Alors oui, cette réforme fiscale, n’en déplaise à certains, était nécessaire et les
ressources additionnelles qui seront ainsi obtenues permettront de régler nos fournisseurs, nos
entreprises, nos communes, et ainsi redonner l’oxygène qui a manqué à notre économie.
Vous savez à quelques mois d’échéances électorales majeures, beaucoup auraient
choisi la politique de l’autruche, celle qui consiste à ne pas agir, ne pas fâcher, ne pas faire de
vagues, continuant ainsi à aggraver notre situation financière.
b.
La seconde action nécessaire fut l’adoption du collectif budgétaire qui est venu
redonner de la sincérité à un budget qui n’en avait plus vu la couleur depuis de
nombreuses années.
En supprimant des cessions d’actifs qui étaient en réalité fictives, en renforçant la
maîtrise des dépenses publiques, en mettant en œuvre des économies au sein du
gouvernement, de l’Assemblée, du CESC et de nombreuses entités publiques, nous avons
réussi à dégager les premiers excédents pour renforcer l’autofinancement de nos
investissements.
c.
Parallèlement à ces premières actions, il était urgent de mettre en œuvre des
mesures économiques et sociales d’urgence
A cet effet, nous avons mis en place des mesures phares, à commencer en direction des
plus démunis pour diminuer la fracture sociale et soulager la misère.
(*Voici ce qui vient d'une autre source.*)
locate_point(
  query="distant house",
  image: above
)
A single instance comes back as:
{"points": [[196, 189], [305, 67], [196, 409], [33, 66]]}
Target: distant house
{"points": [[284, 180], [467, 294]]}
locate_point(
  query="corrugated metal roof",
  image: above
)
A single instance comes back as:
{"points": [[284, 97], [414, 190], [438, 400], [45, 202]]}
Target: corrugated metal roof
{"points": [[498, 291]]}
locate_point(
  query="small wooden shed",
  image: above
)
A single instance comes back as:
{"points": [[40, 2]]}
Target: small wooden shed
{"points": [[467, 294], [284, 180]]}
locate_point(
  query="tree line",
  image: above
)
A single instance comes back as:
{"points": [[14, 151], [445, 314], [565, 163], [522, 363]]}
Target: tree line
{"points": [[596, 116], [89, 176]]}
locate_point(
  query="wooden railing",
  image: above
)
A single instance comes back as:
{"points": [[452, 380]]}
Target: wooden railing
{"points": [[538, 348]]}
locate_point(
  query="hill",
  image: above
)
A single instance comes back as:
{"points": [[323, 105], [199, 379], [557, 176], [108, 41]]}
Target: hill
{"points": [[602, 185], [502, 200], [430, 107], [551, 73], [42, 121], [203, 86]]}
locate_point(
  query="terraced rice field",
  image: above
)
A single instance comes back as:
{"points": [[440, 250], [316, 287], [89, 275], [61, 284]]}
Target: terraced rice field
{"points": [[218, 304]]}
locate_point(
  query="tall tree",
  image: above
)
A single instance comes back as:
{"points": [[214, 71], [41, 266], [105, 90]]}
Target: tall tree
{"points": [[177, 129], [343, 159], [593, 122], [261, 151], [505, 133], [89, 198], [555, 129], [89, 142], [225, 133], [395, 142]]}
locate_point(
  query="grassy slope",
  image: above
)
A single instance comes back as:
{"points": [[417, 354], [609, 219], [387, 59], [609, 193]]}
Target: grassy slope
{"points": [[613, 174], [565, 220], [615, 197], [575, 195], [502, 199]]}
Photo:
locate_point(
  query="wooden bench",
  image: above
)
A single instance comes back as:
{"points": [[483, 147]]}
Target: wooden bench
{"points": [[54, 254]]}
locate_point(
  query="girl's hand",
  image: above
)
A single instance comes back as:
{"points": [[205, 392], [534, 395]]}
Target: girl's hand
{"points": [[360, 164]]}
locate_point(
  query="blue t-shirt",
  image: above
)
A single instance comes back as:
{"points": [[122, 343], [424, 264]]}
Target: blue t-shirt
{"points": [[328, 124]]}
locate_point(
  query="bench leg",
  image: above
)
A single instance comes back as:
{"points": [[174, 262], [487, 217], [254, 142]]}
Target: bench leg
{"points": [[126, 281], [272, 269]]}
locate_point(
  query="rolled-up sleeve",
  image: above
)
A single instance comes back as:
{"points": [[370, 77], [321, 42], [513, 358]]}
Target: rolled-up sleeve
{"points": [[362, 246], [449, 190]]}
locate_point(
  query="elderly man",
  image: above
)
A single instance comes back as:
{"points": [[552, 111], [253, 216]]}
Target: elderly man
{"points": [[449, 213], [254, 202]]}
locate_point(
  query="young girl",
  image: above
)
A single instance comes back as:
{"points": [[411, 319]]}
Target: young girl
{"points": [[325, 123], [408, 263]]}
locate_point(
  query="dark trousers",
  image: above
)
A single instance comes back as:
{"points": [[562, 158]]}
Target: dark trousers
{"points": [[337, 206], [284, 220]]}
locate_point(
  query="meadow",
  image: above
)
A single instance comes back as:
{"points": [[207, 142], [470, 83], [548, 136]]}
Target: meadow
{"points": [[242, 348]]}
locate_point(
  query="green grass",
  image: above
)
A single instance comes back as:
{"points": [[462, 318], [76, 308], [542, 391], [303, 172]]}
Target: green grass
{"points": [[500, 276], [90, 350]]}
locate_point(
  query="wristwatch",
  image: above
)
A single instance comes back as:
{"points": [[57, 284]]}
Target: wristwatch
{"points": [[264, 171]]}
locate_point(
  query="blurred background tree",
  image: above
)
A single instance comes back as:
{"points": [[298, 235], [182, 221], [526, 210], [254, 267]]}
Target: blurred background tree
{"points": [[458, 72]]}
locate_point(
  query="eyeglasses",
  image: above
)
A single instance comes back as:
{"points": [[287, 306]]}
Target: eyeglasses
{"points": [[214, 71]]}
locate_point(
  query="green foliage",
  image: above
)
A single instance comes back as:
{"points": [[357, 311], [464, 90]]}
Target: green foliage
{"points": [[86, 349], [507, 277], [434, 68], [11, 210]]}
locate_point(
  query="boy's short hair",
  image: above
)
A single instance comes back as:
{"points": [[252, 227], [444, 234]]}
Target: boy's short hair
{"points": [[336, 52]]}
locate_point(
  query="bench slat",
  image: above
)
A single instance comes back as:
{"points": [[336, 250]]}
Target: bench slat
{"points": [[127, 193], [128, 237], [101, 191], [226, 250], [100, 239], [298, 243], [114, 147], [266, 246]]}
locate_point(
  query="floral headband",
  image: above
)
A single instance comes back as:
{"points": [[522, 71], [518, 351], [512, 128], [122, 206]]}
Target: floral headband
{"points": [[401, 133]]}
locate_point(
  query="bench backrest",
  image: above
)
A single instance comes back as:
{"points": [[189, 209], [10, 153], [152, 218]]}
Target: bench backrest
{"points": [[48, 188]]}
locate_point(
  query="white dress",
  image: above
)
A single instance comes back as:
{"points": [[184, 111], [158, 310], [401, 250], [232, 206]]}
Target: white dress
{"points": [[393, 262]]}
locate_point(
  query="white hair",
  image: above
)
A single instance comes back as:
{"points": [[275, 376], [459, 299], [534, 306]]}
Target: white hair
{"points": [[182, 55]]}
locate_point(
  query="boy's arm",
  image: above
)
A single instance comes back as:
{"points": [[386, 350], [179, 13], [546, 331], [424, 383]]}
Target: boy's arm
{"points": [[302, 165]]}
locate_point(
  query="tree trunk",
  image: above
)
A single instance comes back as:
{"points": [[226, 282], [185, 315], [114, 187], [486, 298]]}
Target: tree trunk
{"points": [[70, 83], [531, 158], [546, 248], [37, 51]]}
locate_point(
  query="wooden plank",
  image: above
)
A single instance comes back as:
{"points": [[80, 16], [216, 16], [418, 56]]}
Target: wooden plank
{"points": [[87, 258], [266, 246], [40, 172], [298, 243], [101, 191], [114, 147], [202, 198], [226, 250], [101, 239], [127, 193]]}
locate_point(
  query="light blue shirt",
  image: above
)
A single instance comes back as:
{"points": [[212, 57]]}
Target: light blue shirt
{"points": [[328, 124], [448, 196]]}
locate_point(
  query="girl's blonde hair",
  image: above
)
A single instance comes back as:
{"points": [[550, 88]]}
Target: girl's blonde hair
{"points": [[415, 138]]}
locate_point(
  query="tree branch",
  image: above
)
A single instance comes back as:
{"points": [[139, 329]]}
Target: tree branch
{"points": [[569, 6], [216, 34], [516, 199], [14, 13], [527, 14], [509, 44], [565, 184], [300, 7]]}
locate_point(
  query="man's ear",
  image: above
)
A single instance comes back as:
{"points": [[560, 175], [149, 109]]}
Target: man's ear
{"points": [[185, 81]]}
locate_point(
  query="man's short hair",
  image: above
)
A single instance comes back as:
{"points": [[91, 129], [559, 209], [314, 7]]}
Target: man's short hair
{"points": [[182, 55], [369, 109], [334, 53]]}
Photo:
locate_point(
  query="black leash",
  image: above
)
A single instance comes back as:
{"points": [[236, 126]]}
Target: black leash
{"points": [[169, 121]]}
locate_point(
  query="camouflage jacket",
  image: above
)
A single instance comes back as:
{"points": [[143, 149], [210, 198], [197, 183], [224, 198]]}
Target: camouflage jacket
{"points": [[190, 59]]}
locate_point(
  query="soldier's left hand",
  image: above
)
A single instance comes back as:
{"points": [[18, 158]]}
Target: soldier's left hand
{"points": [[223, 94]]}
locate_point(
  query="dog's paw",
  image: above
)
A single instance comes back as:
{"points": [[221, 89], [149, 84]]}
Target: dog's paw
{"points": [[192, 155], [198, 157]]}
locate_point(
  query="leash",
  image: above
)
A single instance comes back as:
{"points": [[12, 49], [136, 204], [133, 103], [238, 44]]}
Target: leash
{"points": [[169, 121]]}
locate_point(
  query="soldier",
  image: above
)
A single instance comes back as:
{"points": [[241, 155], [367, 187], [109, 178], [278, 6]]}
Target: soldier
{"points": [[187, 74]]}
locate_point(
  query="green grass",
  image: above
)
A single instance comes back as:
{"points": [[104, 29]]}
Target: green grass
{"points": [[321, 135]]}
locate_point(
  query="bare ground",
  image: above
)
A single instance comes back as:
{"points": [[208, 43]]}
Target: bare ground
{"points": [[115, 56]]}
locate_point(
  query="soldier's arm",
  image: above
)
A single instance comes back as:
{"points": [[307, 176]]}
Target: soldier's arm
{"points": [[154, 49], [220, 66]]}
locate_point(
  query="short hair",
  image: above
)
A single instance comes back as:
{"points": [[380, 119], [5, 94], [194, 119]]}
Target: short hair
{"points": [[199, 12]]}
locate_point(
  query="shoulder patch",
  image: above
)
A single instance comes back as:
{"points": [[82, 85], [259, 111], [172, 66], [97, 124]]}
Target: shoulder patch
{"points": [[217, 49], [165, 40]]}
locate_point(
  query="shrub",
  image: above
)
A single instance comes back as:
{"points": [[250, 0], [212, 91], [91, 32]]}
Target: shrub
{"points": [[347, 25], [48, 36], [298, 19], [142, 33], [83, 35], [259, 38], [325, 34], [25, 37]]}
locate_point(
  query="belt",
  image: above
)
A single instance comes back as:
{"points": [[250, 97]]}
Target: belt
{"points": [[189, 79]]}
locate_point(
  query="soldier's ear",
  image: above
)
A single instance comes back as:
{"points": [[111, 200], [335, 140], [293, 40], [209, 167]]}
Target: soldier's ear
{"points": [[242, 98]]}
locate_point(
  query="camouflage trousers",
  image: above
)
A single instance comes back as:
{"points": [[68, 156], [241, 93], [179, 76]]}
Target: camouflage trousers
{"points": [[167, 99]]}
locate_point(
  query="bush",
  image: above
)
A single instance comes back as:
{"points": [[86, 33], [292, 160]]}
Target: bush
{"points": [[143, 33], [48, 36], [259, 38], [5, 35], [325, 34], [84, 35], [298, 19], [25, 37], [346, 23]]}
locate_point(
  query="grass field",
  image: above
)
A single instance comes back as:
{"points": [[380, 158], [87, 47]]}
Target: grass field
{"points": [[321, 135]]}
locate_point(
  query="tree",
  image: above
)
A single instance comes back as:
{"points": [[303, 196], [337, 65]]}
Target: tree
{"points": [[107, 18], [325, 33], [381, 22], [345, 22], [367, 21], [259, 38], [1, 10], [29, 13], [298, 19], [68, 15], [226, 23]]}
Avec le dispositif A
tauturu utua fare, ce sont à présent près de 5.000 personnes qui vont pouvoir bénéficier d’une
aide d’urgence sur les 12.000 personnes susceptibles d’en bénéficier, selon les critères de la
CPS. Nous avons aussi relevé les minima sociaux et le minimum vieillesse.
Avec la mise en place du CAE, le contrat d’accès à l’emploi, l’objectif était de
relancer l’emploi et d’aider les entreprises et les commerces, mais aussi les communes et les
associations dans les archipels éloignés notamment, où le tissu économique est insuffisant, à
créer des emplois en attendant que la relance des grands chantiers porte ses fruits.
Malheureusement l’idéologie a pris le dessus et l’UPLD a fait déposer un recours contre ce
dispositif. Non contente d’avoir détruit des milliers d’emplois, l’UPLD vient aujourd’hui
empêcher ceux qui en ont le plus besoin de retrouver des revenus.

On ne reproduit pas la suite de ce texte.